No hay dudas de que el viejo escritor sabía lo que estaba diciendo. Vio acercarse la tormenta y anuncia con pelos y señales cuales serán sus consecuencias, sus posibles efectos a corto, mediano y largo plazo. Imagino que en su momento sería tildado de alarmista e incomprendido por ese mismo público que intentaba rescatar para la letra impresa. Obviamente, estaba condenado a ello porque rara vez se ha visto que un artículo o un ensayo en solitario han salvado al mundo de sí mismo y de sus circunstancias.
Hoy es imposible no tomarlo en serio, pero (¡ah, destino de las recurrencias!) solo nos queda “El cementerio marino” y algún que otro poema como referencia de su genialidad.
Desde el estrecho mundillo provinciano en que me muevo, solo alcanzo a distinguir la punta del iceberg y ella me espanta: cada día me veo condenado a no leer más libros que me interesan, y no porque ceda a la tentación de las lecturas de interés mediato y violento, sino porque las más de las veces el bosque no me deja distinguir los árboles o los árboles se encuentran tan alejados (digamos, Pinar del Río, Santiago de Cuba o Estocolmo) que me es imposible acceder a ellos. Y en ocasiones ni siquiera me entero de que existen.
No estoy enunciando nada nuevo. Valéry, por cierto, tampoco. Pero no por ello es menos angustioso el fenómeno. Muchos años después de que esto fuera escrito, el mapa del genoma humano primero, y la clonación más tarde, generaron en su momento escandalosas reacciones por todos lados, debido a la amenaza que implicaban para la integridad y la identidad del ser humano. Sin embargo, nuestra integridad espiritual está siendo constantemente manipulada y virtualmente clonada de manera inmisericorde. Una política de marketing cada vez más brutal desdobla al lector aficionado y cuestionador (hombre de gusto), en lector-consumidor-zombi que sigue comprando libros como El principito para los niños y El código Da Vinci como literatura para adultos. Y solo unas pocas voces claman en el desierto por tamaño desafuero.
Por otro lado, el editorialismo (y ya este es un fenómeno que nos atañe más de cerca) nos coloca en la desventajosa necesidad de tener que leer aproximadamente 1.5 libros por día para estar al tanto de lo que se publica solamente dentro del país[5]. Valéry, posiblemente, tuviese tiempo para hacerlo, pero dudo que le alcanzara luego para escribir “El cementerio marino”.

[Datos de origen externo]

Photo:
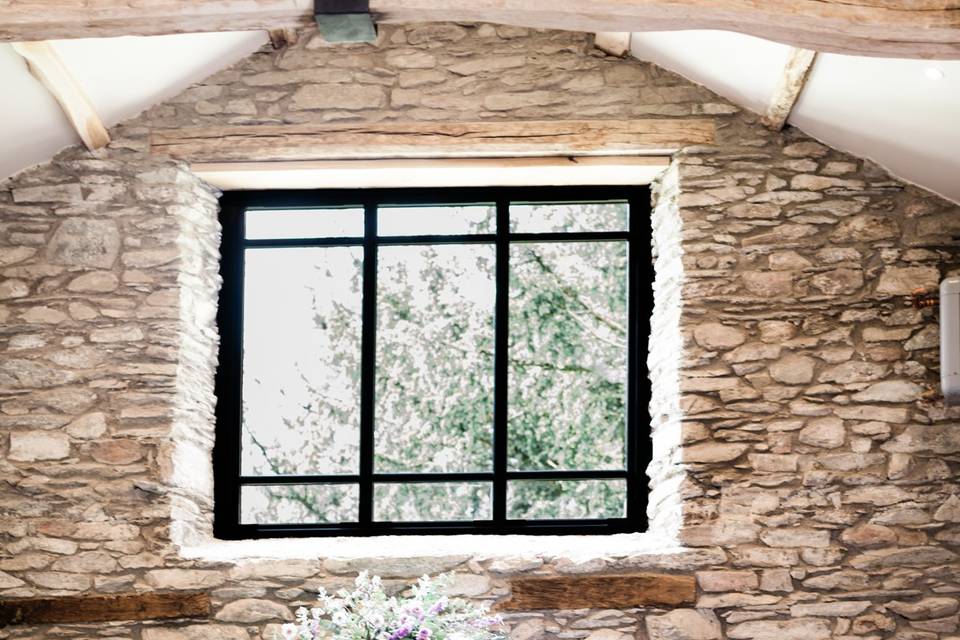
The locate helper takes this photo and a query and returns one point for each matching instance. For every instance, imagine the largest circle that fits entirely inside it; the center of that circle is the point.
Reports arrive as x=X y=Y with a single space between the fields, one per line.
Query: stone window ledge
x=576 y=549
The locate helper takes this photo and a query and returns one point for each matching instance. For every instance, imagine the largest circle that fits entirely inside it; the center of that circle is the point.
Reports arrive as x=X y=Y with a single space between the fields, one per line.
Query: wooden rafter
x=789 y=87
x=916 y=29
x=351 y=141
x=45 y=64
x=600 y=592
x=86 y=609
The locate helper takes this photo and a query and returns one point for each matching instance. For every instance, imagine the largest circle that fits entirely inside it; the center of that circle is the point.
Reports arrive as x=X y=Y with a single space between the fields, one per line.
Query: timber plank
x=351 y=141
x=128 y=607
x=600 y=592
x=888 y=28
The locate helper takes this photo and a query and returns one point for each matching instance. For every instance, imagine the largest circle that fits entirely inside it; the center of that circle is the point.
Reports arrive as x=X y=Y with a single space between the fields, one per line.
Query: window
x=441 y=361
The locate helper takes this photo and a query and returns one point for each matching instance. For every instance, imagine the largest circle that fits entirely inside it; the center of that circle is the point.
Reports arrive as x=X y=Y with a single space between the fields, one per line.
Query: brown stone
x=85 y=242
x=116 y=451
x=768 y=284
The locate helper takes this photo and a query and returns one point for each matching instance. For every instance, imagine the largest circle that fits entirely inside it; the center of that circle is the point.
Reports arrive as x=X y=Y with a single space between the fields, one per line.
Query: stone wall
x=818 y=495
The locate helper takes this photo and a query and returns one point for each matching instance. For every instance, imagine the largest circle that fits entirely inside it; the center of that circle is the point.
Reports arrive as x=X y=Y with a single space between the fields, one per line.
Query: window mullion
x=501 y=341
x=368 y=363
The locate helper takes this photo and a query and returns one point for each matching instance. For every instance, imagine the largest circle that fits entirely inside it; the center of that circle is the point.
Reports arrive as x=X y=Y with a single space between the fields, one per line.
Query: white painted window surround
x=660 y=541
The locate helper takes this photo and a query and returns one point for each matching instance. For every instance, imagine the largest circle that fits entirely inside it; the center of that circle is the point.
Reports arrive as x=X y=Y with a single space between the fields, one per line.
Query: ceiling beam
x=916 y=29
x=46 y=66
x=789 y=87
x=495 y=138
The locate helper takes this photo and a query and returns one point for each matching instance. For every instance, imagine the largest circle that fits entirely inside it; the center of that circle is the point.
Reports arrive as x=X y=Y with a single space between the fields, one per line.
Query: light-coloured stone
x=890 y=391
x=684 y=624
x=710 y=452
x=902 y=281
x=795 y=629
x=31 y=446
x=338 y=96
x=827 y=433
x=84 y=242
x=94 y=282
x=253 y=610
x=925 y=608
x=716 y=336
x=793 y=369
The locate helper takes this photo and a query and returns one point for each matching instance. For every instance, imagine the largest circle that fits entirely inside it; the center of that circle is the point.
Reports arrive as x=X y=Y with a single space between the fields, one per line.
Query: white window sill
x=578 y=549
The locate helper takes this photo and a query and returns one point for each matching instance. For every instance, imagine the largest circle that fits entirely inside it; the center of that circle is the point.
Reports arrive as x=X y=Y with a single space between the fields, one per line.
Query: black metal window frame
x=228 y=478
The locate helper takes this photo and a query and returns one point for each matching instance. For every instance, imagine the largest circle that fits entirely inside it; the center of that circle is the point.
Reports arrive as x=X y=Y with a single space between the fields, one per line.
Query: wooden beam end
x=600 y=592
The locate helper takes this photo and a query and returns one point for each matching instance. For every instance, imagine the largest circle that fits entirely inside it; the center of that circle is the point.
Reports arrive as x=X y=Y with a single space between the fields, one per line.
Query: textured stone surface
x=798 y=451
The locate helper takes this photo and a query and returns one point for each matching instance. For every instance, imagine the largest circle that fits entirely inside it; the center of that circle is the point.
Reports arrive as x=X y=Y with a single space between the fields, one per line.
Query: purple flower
x=401 y=631
x=416 y=611
x=438 y=606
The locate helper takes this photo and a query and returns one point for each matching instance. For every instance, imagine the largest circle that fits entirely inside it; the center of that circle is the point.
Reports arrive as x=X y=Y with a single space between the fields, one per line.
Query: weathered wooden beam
x=350 y=141
x=281 y=38
x=789 y=87
x=916 y=29
x=69 y=609
x=614 y=43
x=450 y=172
x=47 y=67
x=599 y=592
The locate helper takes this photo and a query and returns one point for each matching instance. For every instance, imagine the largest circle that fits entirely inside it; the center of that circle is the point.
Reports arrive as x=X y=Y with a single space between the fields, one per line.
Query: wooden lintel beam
x=600 y=592
x=118 y=608
x=352 y=141
x=789 y=87
x=918 y=29
x=614 y=43
x=432 y=174
x=47 y=67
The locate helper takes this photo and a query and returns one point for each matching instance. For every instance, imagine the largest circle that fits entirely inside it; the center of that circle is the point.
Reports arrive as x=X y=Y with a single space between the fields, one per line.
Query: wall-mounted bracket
x=345 y=20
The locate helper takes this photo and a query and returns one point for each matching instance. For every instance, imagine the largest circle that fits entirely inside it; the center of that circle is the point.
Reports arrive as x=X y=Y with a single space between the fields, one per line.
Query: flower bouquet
x=367 y=613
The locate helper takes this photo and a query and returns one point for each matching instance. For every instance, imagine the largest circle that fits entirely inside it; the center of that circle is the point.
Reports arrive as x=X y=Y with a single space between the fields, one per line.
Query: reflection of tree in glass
x=434 y=407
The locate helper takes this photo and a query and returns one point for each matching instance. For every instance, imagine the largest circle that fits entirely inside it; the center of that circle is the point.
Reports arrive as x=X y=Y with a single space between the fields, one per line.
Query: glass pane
x=422 y=502
x=567 y=499
x=568 y=355
x=301 y=361
x=434 y=407
x=304 y=223
x=553 y=217
x=299 y=504
x=436 y=221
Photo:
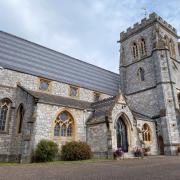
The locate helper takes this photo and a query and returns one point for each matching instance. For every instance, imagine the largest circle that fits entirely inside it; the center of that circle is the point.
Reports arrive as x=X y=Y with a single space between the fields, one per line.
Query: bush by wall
x=46 y=150
x=73 y=151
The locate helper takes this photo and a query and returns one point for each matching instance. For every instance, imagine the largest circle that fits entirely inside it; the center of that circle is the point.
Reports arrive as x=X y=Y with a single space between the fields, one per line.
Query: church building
x=45 y=94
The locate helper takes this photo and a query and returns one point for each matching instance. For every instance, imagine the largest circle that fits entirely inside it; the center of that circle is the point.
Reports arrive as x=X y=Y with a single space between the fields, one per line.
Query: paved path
x=160 y=168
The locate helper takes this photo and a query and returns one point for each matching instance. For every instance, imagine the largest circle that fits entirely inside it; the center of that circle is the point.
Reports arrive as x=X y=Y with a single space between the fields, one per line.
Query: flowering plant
x=178 y=149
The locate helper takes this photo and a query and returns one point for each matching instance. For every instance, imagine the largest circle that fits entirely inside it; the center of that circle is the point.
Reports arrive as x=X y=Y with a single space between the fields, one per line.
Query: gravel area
x=151 y=168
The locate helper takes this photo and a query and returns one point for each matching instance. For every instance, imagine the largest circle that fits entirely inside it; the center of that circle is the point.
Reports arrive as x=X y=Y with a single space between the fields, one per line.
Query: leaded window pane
x=3 y=115
x=63 y=130
x=69 y=130
x=57 y=130
x=63 y=116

…Todo esto trae como consecuencia una disminución real de la cultura; y, en segundo lugar, una disminución real de la verdadera libertad de espíritu, pues esta libertad exige un desprendimiento, un rechazo de todas esas sensaciones incoherentes o violentas que recibimos de la vida moderna a cada instante. Acabo de hablar de libertad. Existe simplemente la libertad, y la libertad de los espíritus. (…) La libertad de pensamiento se confunde en los espíritus con la libertad de publicar, que no es lo mismo[6].
Sin comentarios…
Pero el tema, como es obvio, se perfila mucho más complejo y carismático que estas pocas páginas de las que me valgo. De cualquier forma, desisto del intento porque advierto que Valéry siempre me ganará la mano y no me extraña: Valéry siempre será Valéry.
Hasta tanto no se pruebe lo contrario.